Oh, and Martin, when you get back from the pub where i infer that you are drowning your sorrows with alcohol, then eat this – hypocrite – dissing others for quoting others, and quoting like mad yourself. (jenman, books, etc)
And don’t bother replying with a one-liner if you’re drunk/hungover, as a terse/grumpy reply doesn’t cut it here – we have a lot of intelligent investors who like a debate that challenges their view-point as much as anyone, but we don’t like to kick a man when he’s down, either…
yeah one more thing, the book? Steve’s book? OK, let’s say there’s one person out there who hasn’t read it yet, but puts it to perfectly good use – to put their coffee on, so the table doesn’t get marked.
the next person also puts it to good use – they’ve read it from cover to cover, understood it and taken action. both bought the book, both did different things with it, both got different results.
Of course HAVING the book is not a guarantee of anything – but READING the book and undertanding it, and taking action COULD give you the knowledge you may have been lacking before you bought the book-
to start investing.?cheers-
Minijoy to the world
Hi afloat, I thank and respect you for sharing.
4 million people plus?
like the population of NZ. i certainly haven’t kept quiet about the great deals you can get in NZ.
geronimo,
“Just look at the Oasis band, imagine having them as tenants?
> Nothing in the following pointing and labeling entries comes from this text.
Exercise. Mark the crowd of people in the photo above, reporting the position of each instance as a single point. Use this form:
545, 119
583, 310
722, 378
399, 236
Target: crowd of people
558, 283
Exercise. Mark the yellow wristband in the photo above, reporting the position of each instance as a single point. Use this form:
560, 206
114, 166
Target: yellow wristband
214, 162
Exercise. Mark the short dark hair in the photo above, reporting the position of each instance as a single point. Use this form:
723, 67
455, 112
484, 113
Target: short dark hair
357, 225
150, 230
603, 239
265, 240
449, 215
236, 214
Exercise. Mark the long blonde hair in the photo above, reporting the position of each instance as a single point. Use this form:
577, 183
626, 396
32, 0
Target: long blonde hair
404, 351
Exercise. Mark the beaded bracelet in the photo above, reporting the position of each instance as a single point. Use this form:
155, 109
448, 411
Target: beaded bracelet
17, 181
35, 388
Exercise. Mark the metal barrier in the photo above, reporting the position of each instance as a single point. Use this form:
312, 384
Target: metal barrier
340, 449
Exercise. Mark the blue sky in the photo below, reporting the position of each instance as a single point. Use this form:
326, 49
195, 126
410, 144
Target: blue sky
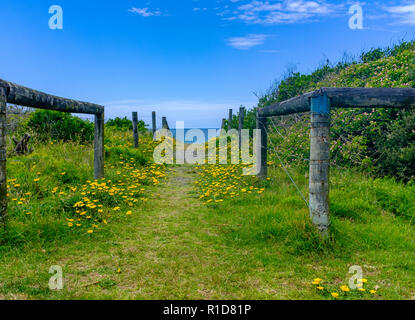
189, 60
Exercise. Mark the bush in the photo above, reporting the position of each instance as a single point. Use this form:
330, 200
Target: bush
46, 125
379, 140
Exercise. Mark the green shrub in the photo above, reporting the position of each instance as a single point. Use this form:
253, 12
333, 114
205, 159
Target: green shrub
126, 124
52, 125
379, 140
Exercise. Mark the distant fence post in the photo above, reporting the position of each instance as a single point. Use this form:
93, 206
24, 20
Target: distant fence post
135, 129
223, 124
261, 124
165, 124
99, 146
320, 163
3, 174
153, 115
241, 124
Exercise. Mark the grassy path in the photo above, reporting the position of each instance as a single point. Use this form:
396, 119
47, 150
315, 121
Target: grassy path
169, 249
174, 247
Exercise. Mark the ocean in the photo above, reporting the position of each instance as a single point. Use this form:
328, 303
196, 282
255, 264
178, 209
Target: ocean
204, 130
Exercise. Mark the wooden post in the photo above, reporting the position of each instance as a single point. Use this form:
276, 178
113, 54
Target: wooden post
3, 175
135, 129
241, 124
99, 146
165, 124
154, 124
223, 124
261, 124
320, 163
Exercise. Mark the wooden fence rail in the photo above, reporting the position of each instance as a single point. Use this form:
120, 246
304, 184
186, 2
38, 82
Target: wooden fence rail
19, 95
320, 104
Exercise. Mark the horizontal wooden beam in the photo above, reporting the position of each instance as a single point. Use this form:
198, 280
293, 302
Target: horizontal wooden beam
346, 98
26, 97
291, 106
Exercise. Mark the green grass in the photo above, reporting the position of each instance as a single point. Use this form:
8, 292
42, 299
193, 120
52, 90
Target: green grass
174, 246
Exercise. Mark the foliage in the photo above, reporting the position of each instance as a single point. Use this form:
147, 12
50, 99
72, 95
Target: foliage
48, 125
126, 124
379, 140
Scary.”Hmmm….are you saying the reason not to invest in Manchester is because Oasis are from there, and there is a chance that they might rent your house?
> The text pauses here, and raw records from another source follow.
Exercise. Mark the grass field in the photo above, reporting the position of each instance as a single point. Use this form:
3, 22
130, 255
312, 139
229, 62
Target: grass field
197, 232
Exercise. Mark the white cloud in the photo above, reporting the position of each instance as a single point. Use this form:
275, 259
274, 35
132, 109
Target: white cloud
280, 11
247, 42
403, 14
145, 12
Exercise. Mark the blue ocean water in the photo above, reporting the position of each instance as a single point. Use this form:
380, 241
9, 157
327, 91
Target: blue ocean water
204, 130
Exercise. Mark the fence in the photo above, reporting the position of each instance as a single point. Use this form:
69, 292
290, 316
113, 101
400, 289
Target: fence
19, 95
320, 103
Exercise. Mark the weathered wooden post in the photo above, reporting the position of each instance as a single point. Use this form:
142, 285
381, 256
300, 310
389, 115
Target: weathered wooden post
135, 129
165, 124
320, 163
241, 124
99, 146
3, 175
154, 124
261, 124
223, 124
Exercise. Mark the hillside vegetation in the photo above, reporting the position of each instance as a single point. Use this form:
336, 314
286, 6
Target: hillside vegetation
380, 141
I doubt that, they’re millionaires…they own beautiful London homes in St johns’ wood, primrose hill kinda places.
i don’t really see where you were going with that???
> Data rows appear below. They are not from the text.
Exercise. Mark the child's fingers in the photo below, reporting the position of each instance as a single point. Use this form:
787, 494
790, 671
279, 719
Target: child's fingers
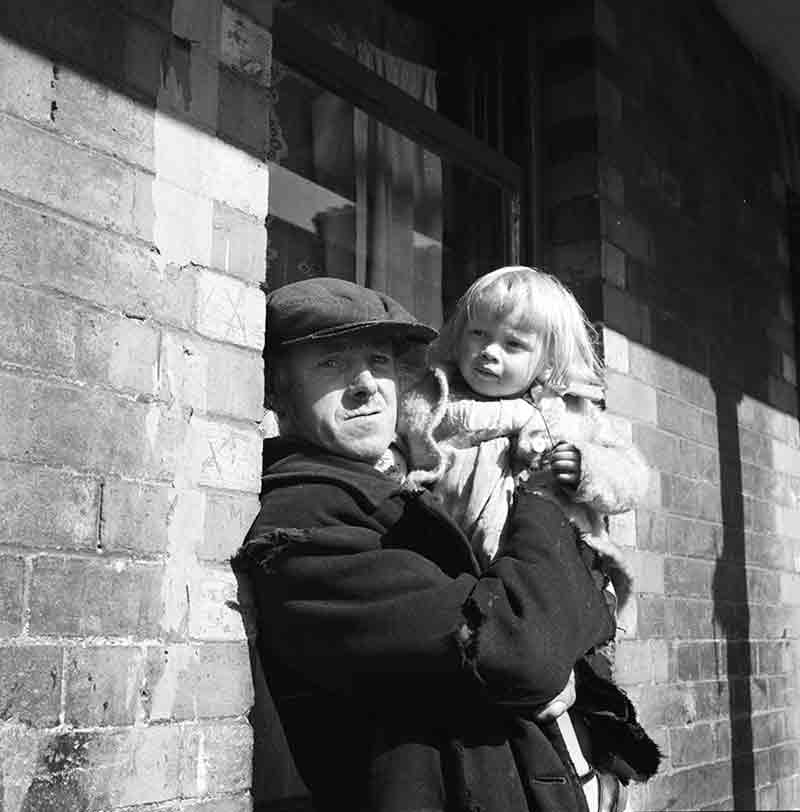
565, 464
but I admit, they’re not the beatles, I’ll give you that…
joy to the world
westan has beat me to it, i would have said exactly the same, Auckland, Hamilton, Tauranga in that order, although maybe the Rodney district and north of Auckland as far as Whangarei would come pretty high up the list.
You can totally get CF+ve in the centre of Auckland right now believe it or not.joy to the world
marc – yeah, and in the end trading is a job – you don’t trade, you don’t get paid.
joy to the world
I didn’t think it was insensitive in the slightest. I was trying to figure out if wallpaper was being ironic or something? nevertheless i am working on the come-back from hell, complete with calculations. just so I can make a fair comparison, Could you tell me what the rent was per week on the property back in 1987? and what it is now? Or was it your own home so therefore no income whatsoever and no tax benefits?
cheers-
Minijoy to the world
afloat, fabulous!
re: “What ever happened to buying in an area you know v.well “
If I limited myself to that (i.e. London, Sydney, Melbourne, Auckland, wellington, LA) I simply wouldn’t be in the market now! I just made it my business to get to know other areas which had properties which fit my investment criteria.
Have you heard of ‘who moved my cheese’? it’s about a bunch of mice who react differently to the fact that one day the cheese that had always been there had gone. Some went to find more…others stayed there and waited, wingeing about it….you get the picture.
The property cheese may not be where you live, (depending where that is.) And as a property investor, if the cheese has moved, and you don’t move, you end up like the mice in the book who didn’t respond to change….read it to find out what happened to them.!
OK another example – a friend of mine was a grain trader a year or so ago. Fancy boutique offices, Sydney beachfront residence. Negatively geared properties up the wazoo. Then the drought happened. Bugger all grain to trade. His cheese moved. He was unable or unwilling to change – (learn to trade something else? etc) so…..
the business went under, very very fast. no more beachfront residence either. now he’s delivering take-aways. but you know what? he looks happier than I’ve ever known him, rather than stressed. He seems less arrogant and more chilled too.joy to the world
DD, have a fabulous time – you guys deserve everything you get.